Don Lorenzo se lamentaba de cada día que pasaba, y lo despedía aferrándose a cada momento, para que no llegara su fin. Los preparativos para la marcha hacia Tenochtitlan se aceleraban con la misma rapidez con que se le escapaban las horas. Los cañones y los serpentines listos para el disparo; las lombardas y los arcabuces limpios y con la pólvora y la mecha a punto; las espadas pulidas; las ballestas con sus saetas de punta de cobre y sus astiles; las lanzas, las rodelas; y los hombres y los caballos, recuperados del cansancio y de las heridas.
Juan de los Santos le insistía en que solicitara la licencia, le hablaba de Zafra, de la bondad de las tierras que heredó de su padre, del vino que les esperaba en las tinajas, del jamón y del chorizo que compraban en Monesterio, de la feria y de los melones de la Plaza Chica, de los dulces que las monjas clarisas regalaban a los señores de El Torno cada Navidad. Pero su deber estaba con sus hombres, aunque la querencia le atrajera hacia las raíces que dejó por no aceptar una boda envenenada.
El día antes de la marcha hacia la capital de los mexicas, las mujeres partieron a Cempoal. Don Lorenzo llamó a su mozo de espuela y le dio instrucciones para el camino.
– Un pelotón irá con vosotros. Que nadie se separe de ti hasta que lleguéis a Cempoal. Allí esperaréis mi regreso. Cuida de ellos. Después, volveremos a casa.

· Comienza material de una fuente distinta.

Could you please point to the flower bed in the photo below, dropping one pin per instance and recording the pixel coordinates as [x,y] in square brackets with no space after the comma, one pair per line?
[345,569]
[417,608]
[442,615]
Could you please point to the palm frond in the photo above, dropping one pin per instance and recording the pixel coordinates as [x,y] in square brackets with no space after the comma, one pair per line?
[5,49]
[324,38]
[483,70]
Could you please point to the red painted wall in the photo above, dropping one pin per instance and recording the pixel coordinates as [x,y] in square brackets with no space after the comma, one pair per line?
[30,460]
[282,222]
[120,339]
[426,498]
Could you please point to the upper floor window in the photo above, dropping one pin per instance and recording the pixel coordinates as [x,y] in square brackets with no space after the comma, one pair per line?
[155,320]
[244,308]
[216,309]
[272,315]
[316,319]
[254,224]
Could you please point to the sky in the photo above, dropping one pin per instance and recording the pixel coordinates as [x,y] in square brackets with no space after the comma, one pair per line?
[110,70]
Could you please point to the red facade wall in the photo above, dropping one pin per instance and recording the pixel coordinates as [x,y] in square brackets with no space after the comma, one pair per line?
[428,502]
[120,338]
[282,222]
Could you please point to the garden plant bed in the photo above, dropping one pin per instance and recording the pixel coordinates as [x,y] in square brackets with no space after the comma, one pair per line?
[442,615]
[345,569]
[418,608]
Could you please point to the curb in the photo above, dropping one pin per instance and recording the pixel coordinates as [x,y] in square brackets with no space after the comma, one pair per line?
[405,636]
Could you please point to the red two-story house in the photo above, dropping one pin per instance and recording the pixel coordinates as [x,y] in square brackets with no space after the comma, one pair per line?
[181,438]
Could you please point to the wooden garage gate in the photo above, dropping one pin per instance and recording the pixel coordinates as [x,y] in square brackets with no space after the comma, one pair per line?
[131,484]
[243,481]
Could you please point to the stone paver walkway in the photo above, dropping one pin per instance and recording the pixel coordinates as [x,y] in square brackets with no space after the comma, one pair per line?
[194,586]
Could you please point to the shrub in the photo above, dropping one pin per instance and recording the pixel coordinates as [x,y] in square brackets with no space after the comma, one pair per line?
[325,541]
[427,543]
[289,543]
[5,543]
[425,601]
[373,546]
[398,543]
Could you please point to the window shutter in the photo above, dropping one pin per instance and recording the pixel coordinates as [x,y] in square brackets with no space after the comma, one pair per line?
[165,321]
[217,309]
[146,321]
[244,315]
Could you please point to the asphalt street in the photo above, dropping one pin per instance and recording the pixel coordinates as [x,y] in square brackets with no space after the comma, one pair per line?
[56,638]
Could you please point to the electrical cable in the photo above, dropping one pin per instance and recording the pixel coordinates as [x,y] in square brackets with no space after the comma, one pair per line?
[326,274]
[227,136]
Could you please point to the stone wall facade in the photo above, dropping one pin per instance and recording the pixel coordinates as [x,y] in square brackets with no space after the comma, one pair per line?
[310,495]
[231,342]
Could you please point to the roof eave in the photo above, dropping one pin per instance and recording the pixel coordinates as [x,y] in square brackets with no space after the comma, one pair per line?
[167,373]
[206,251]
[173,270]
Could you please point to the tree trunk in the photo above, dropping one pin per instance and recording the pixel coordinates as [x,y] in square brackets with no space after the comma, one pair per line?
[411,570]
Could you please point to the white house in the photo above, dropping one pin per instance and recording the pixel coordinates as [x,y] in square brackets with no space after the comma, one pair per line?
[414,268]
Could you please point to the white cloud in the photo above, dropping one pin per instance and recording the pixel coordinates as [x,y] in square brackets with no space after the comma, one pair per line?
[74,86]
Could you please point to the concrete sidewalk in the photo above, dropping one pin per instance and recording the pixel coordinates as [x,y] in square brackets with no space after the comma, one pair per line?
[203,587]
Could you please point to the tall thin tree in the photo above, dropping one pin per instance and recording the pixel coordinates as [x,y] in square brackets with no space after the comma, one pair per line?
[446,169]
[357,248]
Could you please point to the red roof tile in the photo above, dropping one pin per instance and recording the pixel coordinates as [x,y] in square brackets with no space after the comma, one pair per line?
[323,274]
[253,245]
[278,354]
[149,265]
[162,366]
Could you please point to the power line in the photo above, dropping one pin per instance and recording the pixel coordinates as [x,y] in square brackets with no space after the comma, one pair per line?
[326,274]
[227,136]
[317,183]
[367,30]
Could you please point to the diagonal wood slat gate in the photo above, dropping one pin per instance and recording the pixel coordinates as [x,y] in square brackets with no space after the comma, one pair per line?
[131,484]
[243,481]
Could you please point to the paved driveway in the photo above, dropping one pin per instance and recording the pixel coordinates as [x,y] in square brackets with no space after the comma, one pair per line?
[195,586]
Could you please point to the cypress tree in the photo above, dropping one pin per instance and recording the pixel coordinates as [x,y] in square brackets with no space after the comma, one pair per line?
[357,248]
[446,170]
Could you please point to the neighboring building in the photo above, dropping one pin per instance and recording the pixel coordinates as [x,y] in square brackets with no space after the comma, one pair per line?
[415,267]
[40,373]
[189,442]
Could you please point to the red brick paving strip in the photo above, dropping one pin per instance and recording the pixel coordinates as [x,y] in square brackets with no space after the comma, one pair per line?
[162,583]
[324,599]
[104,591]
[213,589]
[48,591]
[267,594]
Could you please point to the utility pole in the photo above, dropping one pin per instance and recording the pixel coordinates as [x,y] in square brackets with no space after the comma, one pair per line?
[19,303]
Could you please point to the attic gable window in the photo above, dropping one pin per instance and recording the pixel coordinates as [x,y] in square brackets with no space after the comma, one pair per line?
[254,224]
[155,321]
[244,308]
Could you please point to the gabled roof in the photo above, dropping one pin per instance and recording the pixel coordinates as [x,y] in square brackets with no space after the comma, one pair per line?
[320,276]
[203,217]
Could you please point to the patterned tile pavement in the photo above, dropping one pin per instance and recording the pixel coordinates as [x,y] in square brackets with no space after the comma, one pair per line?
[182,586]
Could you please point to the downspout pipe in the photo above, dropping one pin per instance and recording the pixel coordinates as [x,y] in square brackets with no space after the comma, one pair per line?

Don Lorenzo cabalgó junto a la comitiva hasta que atravesaron el río donde vio a la princesa por primera vez, se bañaba junto a un guerrero que después sería condenado a la horca por asesinar a un capitán. En aquellos días, doña Beatriz llevaba en su vientre al hijo que ahora se aferraba a su espalda. Jamás hubiera pensado que, algún día, aquella joven que reía a carcajadas se convertiría en su esposa. Le llamó la atención el color de su piel, apenas parecía una india, más bien se diría que se trataba de una mora nacida de un cristiano, una morena clara que se mantenía en el agua como los peces.